With reference to this and this Q&A's, given that Java's Scanner supports both character encoding as well as buffering, is there ever a need to wrap the InputStream into a InputStreamReader, before passing it into the Scanner? If so, is there ever a need to wrap the InputStreamReader into a BuffereedReader first?

In other words, is there ever a scenario where the following code is not redundant.

FileInputStream inputStream = new FileInputStream(fileName);
InputStreamReader inputStreamReader = new InputStreamReader(inputStream);
BufferedReader bufferedStreamReader = new BufferedReader(inputStreamReader);
Scanner scanner = new Scanner(bufferedStreamReader);

I am learning Java (from Python), and am trying to better understand the similarities, differences, and use cases for all the various IO classes.

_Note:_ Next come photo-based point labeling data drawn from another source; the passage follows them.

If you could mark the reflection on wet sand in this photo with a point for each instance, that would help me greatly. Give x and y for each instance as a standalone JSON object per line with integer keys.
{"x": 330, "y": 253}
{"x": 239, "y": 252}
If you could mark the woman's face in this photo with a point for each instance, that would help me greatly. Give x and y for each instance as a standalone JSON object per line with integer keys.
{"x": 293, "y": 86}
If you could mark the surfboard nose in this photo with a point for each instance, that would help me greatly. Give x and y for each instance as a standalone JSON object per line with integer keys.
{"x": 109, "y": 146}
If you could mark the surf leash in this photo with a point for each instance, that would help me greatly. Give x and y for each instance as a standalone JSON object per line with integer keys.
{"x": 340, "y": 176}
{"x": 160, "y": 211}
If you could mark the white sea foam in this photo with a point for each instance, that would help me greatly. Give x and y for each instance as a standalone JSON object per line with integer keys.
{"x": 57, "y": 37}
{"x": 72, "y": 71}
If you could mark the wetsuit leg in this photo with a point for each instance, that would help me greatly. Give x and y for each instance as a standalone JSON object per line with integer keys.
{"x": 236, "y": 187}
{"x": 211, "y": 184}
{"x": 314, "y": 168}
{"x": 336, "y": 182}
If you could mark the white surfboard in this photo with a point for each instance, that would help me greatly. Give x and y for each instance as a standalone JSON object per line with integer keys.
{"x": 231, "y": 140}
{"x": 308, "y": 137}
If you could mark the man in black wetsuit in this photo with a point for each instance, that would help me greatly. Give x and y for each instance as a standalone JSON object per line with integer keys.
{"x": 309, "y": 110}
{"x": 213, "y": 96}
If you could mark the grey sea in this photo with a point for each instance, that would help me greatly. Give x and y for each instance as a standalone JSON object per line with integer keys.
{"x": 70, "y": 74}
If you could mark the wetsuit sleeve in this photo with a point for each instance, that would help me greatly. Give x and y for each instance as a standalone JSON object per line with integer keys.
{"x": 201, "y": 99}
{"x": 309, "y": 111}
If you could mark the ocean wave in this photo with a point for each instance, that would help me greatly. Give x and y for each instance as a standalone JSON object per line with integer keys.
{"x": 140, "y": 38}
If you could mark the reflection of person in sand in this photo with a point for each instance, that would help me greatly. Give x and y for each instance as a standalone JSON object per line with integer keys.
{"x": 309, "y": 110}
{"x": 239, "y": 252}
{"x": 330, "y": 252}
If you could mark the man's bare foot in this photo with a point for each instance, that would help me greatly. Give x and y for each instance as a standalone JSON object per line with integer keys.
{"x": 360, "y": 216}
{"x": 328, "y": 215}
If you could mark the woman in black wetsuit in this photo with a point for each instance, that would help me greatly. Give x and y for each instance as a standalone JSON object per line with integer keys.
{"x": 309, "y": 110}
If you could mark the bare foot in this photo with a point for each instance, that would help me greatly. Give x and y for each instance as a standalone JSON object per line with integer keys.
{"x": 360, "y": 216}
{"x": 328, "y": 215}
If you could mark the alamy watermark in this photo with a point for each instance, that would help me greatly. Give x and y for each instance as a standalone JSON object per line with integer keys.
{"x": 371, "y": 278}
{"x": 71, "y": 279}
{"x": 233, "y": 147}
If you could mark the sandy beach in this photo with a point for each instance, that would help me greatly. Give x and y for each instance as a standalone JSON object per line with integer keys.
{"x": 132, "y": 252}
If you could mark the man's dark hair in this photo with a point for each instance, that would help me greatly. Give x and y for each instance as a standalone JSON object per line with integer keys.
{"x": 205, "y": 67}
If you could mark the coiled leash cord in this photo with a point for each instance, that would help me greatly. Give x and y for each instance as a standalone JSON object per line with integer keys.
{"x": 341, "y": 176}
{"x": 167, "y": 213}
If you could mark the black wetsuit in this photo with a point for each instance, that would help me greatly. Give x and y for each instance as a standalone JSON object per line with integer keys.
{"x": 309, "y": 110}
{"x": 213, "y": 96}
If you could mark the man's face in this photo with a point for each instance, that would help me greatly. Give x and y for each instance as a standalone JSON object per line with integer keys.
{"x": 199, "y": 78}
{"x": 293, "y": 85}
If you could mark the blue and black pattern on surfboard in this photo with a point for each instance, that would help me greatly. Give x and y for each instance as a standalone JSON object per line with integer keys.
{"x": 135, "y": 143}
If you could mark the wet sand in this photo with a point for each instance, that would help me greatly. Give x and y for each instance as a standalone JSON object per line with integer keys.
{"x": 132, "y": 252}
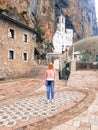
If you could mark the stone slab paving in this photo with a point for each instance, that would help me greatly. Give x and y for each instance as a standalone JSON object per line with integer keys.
{"x": 87, "y": 120}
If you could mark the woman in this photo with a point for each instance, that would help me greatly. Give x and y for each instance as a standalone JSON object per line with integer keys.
{"x": 50, "y": 81}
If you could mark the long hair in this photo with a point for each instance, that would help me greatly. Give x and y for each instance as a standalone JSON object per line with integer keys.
{"x": 50, "y": 65}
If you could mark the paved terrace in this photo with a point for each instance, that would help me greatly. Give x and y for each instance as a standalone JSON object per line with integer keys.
{"x": 23, "y": 106}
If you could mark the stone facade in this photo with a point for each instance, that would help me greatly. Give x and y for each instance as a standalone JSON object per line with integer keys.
{"x": 16, "y": 48}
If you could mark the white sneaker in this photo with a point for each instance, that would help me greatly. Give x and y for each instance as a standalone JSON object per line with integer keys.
{"x": 48, "y": 101}
{"x": 52, "y": 100}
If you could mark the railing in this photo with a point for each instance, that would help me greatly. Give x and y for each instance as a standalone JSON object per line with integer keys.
{"x": 86, "y": 65}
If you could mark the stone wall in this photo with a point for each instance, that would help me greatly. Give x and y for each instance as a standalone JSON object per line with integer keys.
{"x": 16, "y": 67}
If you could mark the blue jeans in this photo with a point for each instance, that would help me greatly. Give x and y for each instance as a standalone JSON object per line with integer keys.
{"x": 50, "y": 90}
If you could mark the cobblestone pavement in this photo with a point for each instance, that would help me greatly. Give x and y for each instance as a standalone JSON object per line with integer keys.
{"x": 26, "y": 107}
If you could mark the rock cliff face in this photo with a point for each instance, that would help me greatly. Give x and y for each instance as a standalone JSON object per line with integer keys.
{"x": 80, "y": 15}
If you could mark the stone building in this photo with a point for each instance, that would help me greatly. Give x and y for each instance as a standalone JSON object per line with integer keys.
{"x": 16, "y": 48}
{"x": 63, "y": 37}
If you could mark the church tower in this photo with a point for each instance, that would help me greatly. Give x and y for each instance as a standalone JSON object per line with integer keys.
{"x": 61, "y": 23}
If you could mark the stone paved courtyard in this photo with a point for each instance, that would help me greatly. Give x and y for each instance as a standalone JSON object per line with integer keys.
{"x": 23, "y": 106}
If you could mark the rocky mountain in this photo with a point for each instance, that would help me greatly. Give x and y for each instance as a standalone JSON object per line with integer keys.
{"x": 42, "y": 14}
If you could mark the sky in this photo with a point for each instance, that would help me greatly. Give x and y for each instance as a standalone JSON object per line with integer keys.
{"x": 96, "y": 6}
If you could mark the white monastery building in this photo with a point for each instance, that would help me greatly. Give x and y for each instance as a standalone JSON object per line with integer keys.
{"x": 63, "y": 37}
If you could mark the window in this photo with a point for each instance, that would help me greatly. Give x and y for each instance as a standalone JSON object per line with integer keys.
{"x": 24, "y": 56}
{"x": 25, "y": 38}
{"x": 11, "y": 33}
{"x": 11, "y": 54}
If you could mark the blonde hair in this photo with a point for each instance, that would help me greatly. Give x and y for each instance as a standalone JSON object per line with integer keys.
{"x": 50, "y": 65}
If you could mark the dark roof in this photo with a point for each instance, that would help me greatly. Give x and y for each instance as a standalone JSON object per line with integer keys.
{"x": 8, "y": 19}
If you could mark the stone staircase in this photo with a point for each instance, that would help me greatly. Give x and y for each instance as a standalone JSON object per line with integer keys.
{"x": 85, "y": 79}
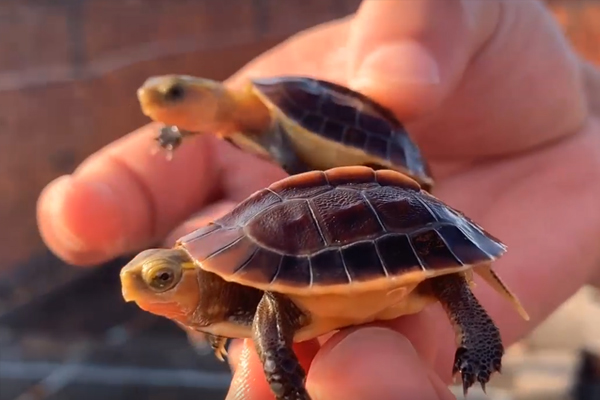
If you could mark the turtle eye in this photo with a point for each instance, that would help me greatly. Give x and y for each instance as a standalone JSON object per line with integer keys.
{"x": 174, "y": 93}
{"x": 162, "y": 278}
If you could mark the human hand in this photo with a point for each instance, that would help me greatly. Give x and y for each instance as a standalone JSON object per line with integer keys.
{"x": 501, "y": 114}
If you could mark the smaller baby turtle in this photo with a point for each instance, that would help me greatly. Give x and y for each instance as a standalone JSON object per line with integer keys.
{"x": 320, "y": 251}
{"x": 301, "y": 123}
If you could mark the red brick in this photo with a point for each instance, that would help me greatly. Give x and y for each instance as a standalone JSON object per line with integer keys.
{"x": 33, "y": 36}
{"x": 140, "y": 30}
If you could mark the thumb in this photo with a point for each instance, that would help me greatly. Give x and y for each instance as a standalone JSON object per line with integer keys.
{"x": 373, "y": 362}
{"x": 410, "y": 54}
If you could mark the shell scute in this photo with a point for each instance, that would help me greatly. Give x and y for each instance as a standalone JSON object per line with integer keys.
{"x": 374, "y": 124}
{"x": 355, "y": 138}
{"x": 287, "y": 228}
{"x": 328, "y": 268}
{"x": 335, "y": 131}
{"x": 397, "y": 254}
{"x": 302, "y": 186}
{"x": 295, "y": 271}
{"x": 356, "y": 175}
{"x": 399, "y": 210}
{"x": 391, "y": 178}
{"x": 262, "y": 266}
{"x": 342, "y": 215}
{"x": 248, "y": 208}
{"x": 461, "y": 246}
{"x": 432, "y": 250}
{"x": 362, "y": 262}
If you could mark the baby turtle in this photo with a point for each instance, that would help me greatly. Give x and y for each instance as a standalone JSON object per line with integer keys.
{"x": 301, "y": 123}
{"x": 320, "y": 251}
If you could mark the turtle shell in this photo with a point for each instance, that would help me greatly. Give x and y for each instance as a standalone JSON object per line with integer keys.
{"x": 346, "y": 117}
{"x": 323, "y": 231}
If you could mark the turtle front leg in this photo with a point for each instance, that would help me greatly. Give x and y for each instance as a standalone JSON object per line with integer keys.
{"x": 170, "y": 137}
{"x": 280, "y": 147}
{"x": 275, "y": 322}
{"x": 480, "y": 347}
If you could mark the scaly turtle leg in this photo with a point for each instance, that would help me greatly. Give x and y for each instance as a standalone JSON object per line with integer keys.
{"x": 217, "y": 344}
{"x": 275, "y": 322}
{"x": 170, "y": 138}
{"x": 480, "y": 347}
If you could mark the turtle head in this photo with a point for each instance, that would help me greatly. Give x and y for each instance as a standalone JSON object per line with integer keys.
{"x": 190, "y": 103}
{"x": 163, "y": 282}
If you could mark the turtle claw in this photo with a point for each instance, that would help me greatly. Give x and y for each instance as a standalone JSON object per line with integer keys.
{"x": 475, "y": 367}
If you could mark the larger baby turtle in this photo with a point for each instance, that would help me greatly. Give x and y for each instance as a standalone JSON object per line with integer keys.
{"x": 320, "y": 251}
{"x": 300, "y": 123}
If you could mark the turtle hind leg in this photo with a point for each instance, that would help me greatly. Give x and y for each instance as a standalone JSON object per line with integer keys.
{"x": 275, "y": 322}
{"x": 480, "y": 347}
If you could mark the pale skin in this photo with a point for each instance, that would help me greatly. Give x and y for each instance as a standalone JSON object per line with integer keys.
{"x": 514, "y": 142}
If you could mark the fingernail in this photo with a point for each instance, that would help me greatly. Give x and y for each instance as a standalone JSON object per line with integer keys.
{"x": 406, "y": 63}
{"x": 370, "y": 362}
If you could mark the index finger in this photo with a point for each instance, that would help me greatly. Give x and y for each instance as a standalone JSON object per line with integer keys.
{"x": 124, "y": 197}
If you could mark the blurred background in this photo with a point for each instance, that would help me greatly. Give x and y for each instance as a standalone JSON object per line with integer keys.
{"x": 68, "y": 74}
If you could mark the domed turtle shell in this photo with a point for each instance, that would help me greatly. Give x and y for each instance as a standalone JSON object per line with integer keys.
{"x": 347, "y": 118}
{"x": 324, "y": 232}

(Edit1): I know that we could replace the first two lines with a single line using FileReader - but that's what the FileReader itself would do internally, so the purpose of the example (and this question) is to understand the underlying relationship of the different IO classes - hence the explicit call to FileInputStream use.

(Edit2): This Java tutorial actually does this wrapping.

1

There are 1 best solutions below

3
On

It's a moot point; you rarely want scanner (it doesn't really do what you think it does. It does what its spec says it does, but, read it. It's weird - it's not particularly suitable for, well, anything, really). And you don't need this code - this is the old file API. There's a new one:

Path p = Path.of("/path/to/some/dir/someFileInDir.txt");
p = p.getParent().resolve("someOtherFile.txt");

try (var in = Files.newBufferedReader(p)) {
  while (true) {
    String line = in.readLine();
    if (line == null) break;
  }
}

You can one-liner it with Files.newBufferedReader(Path.of("/path/to/file.txt")), of course.

For what its worth:

  • FileInputStream does not buffer. If you call .read() (i.e. the 'read 1 byte please' method), it will ask the underlying OS for just one byte. On modern SSDs, that means the OS will read the entire block, then toss everything out except that 1 byte you want. Yes, you should wrap them in buffers if you or any code you use has any intention of calling .read(), but if you're just going to call .read(byte[]) with a byte array that's large enough (4096 or so is plenty, let alone more), there's no need for that.
  • InputStreamReader also doesn't.
  • Scanner does, by default 1024.

So, the answer is: That code you found is mostly useless, but 1024 is a bit low. BufferedInputStream defaults to 8192 instead which is a better number. Still, 1024 gets you ~1024x better performance vs. asking for single bytes from a non-buffered block-based source. Assuming those blocks are 8192 bytes long, Scanner is only ~8x slower without that intermediate buffer. And that's assuming 100% of the bottleneck is the 'read from disk' part. Which it might be, disks are slow.

That's all relevant if you are handrolling your buffered stack which you shouldn't (use Files.newBufferedX - check the API, there's lots there, generally you can just make what you need in one go, though you can't make scanners in one go), and using Scanner which you shouldn't.